El feng shui es una filosofía oriental en la que se utiliza la estética para mejorar la calidad de vida. Si llenas un espacio de armonía, señala esta creencia, esta repercutirá beneficiosamente en tu cuerpo y viceversa. Así, debemos cuidar los espacios en los que estamos habitualmente para atraer la energía positiva y alejar la negativa de nuestro cuerpo.

El dormitorio es uno de los espacios claves que debemos cuidar si queremos descansar bien. Para ello debemos respetar las normas básicas del feng shui que, a menudo, suelen ser pasadas por alto en nuestro día a día.

Uno de los elementos fundamentales es el espacio junto a la cama. Todo debe estar alrededor de ella, pero guardando las distancias adecuadas. Lo primero es orientar el cabecero: lo mejor es que desde la almohada tengamos una visión placentera, nada de  baños ni pasillos abiertos o puertas. Si no se puede evitar, por la distribución de la casa, es convemiente usar un biombo o una cortina para aislar la cama. Tampoco debemos ubicar este mueble junto a paredes con tuberías o vigas, porque son objetos que transmiten demasiada energía, en ocasiones negativa, y repercuten en nuestro descanso.

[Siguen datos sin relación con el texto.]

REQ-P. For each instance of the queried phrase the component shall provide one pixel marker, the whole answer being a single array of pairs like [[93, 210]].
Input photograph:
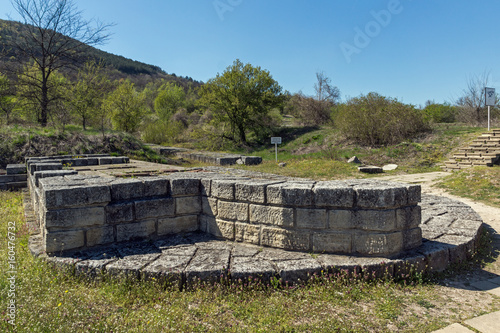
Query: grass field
[[51, 300]]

La orientación con respecto a los puntos cardinales también es importante. De esta manera, si la cama está orientada al sur favorece los sueños y la capacidad de retención, mientras que orientarla al norte es bueno para la salud y la energía vital. Si miramos hacia el oeste mientras dormimos,  tendremos una protección extra contra el estrés. Una orientación al este provoca dinamismo en la persona.

Los elementos electrónicos son malos compañeros de dormitorio. Un ordenador y un escritorio en la habitación nos recordarán el trabajo y el día a día y nos impedirán descansar de manera adecuada. Por ello, lo mejor es no colocar ninguno de estos elementos en la habitación.